The other main new structure is the Climate Change Response Ministerial Group, which is chaired by the Prime Minister. Formed in December 2020, it sets strategic direction on climate action and monitors the work programme for effectiveness and timeliness. For example, this group worked on our improved NDC before it was signed off by all of Cabinet then delivered to the United Nations just before its COP26 climate negotiations started in Glasgow at the end of October.

Previously, such efforts to coordinate complex cross-department policy and budget work was co-ordinated by Cabinet committees. But this new way of working starts the collaborative process far earlier and is generating greater buy-in and faster progress.

“From a policy point of view, it’s really forcing us to have the difficult conversations,” says one of the participants. That’s particularly true on the currently seriously inadequate policies on agricultural and energy emissions.

“We’re having challenging conversations about collectively meeting those carbon budgets.

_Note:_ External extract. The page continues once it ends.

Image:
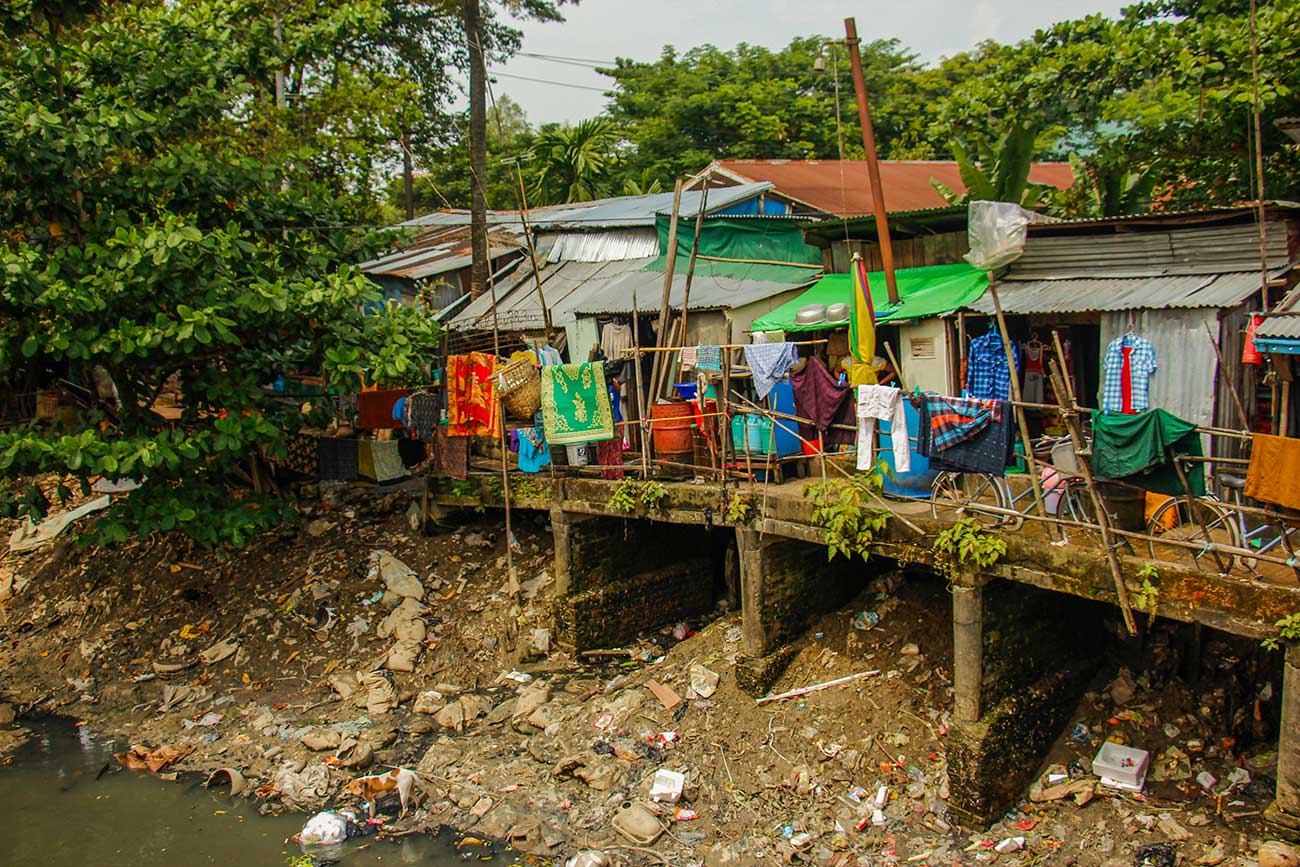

Compared with this time last year, we’ve progressed in leaps and bounds in terms of each person taking a really strong lead role in developing the ERP.”

The ERP consultation document says that once the plan is announced by the Government at the end of May, “agencies and ministers must be accountable for what it sets out. The Government is considering whether this might require enhanced or additional mechanisms.”

A hot topic internally is how much formal accountability ministers and public servants will face for achieving, for example, the emission reductions they promise in the plan. The 2020 Act allows for a high degree of accountability, even though the effectiveness of policies will depend to a large extent on the performance of emitters themselves.

The resource management reforms underway already offer the first example of such statutory obligations. The reform process is run by a group of relevant public sector chief executives, and a group of relevant ministers. The expectations on them are specified in an Order in Council, a form of secondary legislation.

Another notable feature of climate policy development is the cohort of talented, committed and typically younger people recruited for the work. They rarely have any public profile. But some made valuable contributions to the public webinars held as part of the ERP consultation process late last year. You can replay the webinars via this link to get a sense of their contribution.

For all the positive signs coming from society, business and government about this utterly crucial phase of our climate response, three big caveats are in order:

– There are still many more solutions to devise and arguments to win; and plenty of vested interests are pushing back hard on both.

– We will fail to meet our national climate targets if the primary sector fails to match other sectors’ commitments to deep carbon cuts and economic transformation.

– The challenges are daunting. We have pledged to the UN we will reduce our emissions by 41 percent by 2030. The Government has conceded we’ll meet a sizeable proportion of those by buying carbon credits in economies overseas rather than by emission reductions in our economy.

Thus, the weaker our policy response, the bigger our multi-billion dollar payments to other countries to mitigate emissions on our behalf, the greater the damage to our international reputation, and the longer we will be burdened by a high emission, old tech, low value economy.

Conversely, if our Emissions Reduction Plan unlocks our full potential, it will help us generate far greater economic, ecological, social and cultural benefits. We’ll know the answer on May 31.